Because the P0 compiler keeps all subexpressions in registers for potential reuse (common subexpression elimination) and never frees registers within a basic block, each load and each arithmetic result permanently consumes a register. With 6 distinct variables and 5 addition results, 11 registers are needed, exceeding the available 10.

---

## Q4: Common Subexpressions in Matrix Operations \[8 points\]

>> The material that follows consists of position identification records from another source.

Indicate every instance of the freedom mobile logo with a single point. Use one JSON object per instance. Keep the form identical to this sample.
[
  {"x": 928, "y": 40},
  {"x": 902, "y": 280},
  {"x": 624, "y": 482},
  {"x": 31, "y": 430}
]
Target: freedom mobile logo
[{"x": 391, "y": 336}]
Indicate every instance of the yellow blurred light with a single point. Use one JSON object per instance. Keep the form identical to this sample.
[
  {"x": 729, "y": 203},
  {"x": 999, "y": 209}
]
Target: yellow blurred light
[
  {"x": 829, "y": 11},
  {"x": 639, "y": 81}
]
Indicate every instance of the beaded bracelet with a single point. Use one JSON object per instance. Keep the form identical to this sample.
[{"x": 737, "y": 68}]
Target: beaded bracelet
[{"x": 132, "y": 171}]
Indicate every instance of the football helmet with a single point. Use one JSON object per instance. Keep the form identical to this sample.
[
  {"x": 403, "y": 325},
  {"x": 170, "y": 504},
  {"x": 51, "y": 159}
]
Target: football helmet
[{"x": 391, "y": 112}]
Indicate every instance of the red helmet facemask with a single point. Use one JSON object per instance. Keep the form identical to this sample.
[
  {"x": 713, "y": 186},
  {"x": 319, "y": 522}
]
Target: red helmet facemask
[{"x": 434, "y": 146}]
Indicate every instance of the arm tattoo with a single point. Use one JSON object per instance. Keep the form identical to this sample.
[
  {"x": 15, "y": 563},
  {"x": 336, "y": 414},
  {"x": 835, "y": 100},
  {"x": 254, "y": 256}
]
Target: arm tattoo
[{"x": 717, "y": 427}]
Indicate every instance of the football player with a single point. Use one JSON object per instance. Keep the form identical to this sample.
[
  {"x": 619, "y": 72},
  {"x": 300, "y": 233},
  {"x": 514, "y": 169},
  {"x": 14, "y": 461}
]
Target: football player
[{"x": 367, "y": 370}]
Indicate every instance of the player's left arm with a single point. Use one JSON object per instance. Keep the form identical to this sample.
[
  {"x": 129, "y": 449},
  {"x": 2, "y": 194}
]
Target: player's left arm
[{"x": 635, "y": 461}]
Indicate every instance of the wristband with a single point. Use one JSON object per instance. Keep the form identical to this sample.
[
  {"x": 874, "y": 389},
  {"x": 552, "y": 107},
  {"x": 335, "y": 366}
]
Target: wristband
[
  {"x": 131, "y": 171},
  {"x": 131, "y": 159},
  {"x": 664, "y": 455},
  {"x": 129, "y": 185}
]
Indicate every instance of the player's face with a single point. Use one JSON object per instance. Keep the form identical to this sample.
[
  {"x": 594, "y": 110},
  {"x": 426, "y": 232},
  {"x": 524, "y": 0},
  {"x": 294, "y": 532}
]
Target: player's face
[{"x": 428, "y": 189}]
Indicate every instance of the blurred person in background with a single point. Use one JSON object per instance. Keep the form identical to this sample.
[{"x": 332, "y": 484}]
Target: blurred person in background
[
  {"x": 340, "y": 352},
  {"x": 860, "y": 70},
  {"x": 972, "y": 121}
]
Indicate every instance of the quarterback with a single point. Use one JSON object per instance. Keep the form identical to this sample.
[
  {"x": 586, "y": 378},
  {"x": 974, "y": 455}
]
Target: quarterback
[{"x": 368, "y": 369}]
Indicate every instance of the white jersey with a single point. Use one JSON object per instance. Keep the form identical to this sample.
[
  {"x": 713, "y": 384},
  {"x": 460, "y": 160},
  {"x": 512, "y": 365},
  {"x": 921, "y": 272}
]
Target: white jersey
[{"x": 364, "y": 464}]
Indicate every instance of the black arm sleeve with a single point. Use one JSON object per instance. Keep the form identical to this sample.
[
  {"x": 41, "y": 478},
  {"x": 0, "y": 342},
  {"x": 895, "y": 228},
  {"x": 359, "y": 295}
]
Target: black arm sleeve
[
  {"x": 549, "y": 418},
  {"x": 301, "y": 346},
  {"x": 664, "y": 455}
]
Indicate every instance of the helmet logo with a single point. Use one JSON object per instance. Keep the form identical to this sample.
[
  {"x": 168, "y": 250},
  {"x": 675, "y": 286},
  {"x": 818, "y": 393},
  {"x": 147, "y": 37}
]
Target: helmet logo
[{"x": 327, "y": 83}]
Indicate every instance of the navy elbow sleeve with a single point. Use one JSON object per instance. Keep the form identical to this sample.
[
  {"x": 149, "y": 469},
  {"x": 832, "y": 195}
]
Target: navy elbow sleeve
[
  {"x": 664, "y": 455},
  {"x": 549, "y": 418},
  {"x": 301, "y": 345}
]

### Explicit address calculation

For matrices $a$, $b$, $c$ of type $[0..N-1] \to [0..N-1] \to \texttt{integer}$, $\text{size}(\texttt{integer}) = 4$, and row stride $N \times 4$:

$c[i][j] + a[i][k] \times b[k][j]$

becomes:

$*(adr(c) + i \times (N \times 4) + j \times 4) + *(adr(a) + i \times (N \times 4) + k \times 4) \times *(adr(b) + k \times (N \times 4) + j \times 4)$

### DAG table with common subexpressions

| expression  | number |
| :---------- | :----- |
| `adr(c)`    | `$1`   |
| `i`         | `$2`   |
| `N × 4`     | `$3`   |
| `$2 × $3`   | `$4`   |
| `$1 + $4`   | `$5`   |
| `j`         | `$6`   |
| `4`         | `$7`   |
| `$6 × $7`   | `$8`   |
| `$5 + $8`   | `$9`   |
| `*$9`       | `$10`  |
| `adr(a)`    | `$11`  |
| `$11 + $4`  | `$12`  |
| `k`         | `$13`  |
| `$13 × $7`  | `$14`  |
| `$12 + $14` | `$15`  |
| `*$15`      | `$16`  |
| `adr(b)`    | `$17`  |
| `$13 × $3`  | `$18`  |
| `$17 + $18` | `$19`  |
| `$19 + $8`  | `$20`  |
| `*$20`      | `$21`  |
| `$16 × $21` | `$22`  |
| `$10 + $22` | `$23`  |

The corresponding three-address code:

```
$1 := adr(c)
$2 := i
$3 := N × 4
$4 := $2 × $3
$5 := $1 + $4
$6 := j
$7 := 4
$8 := $6 × $7
$9 := $5 + $8
$10 := *$9
$11 := adr(a)
$12 := $11 + $4
$13 := k
$14 := $13 × $7
$15 := $12 + $14
$16 := *$15
$17 := adr(b)
$18 := $13 × $3
$19 := $17 + $18
$20 := $19 + $8
$21 := *$20
$22 := $16 × $21
$23 := $10 + $22
```

The shared subexpressions are:

- **`$4` $= i \times (N \times 4)$**: the row offset for index $i$, shared between $c[i][j]$ and $a[i][k]$ (both matrices are indexed by $i$ in the first dimension)
- **`$8` $= j \times 4$**: the column offset for index $j$, shared between $c[i][j]$ and $b[k][j]$ (both indexed by $j$ in the second dimension)
- **`$3` $= N \times 4$** and **`$7` $= 4$**: the row stride and element size constants, shared across all three matrix accesses
- **`$2` $= i$**, **`$6` $= j$**, **`$13` $= k$**: index variables loaded once and reused

Without common subexpression elimination, the expression would require computing $i \times (N \times 4)$ twice, $j \times 4$ twice, and loading each index variable and constant multiple times. In the context of matrix multiplication (which evaluates this expression in a triply-nested loop), these savings are significant.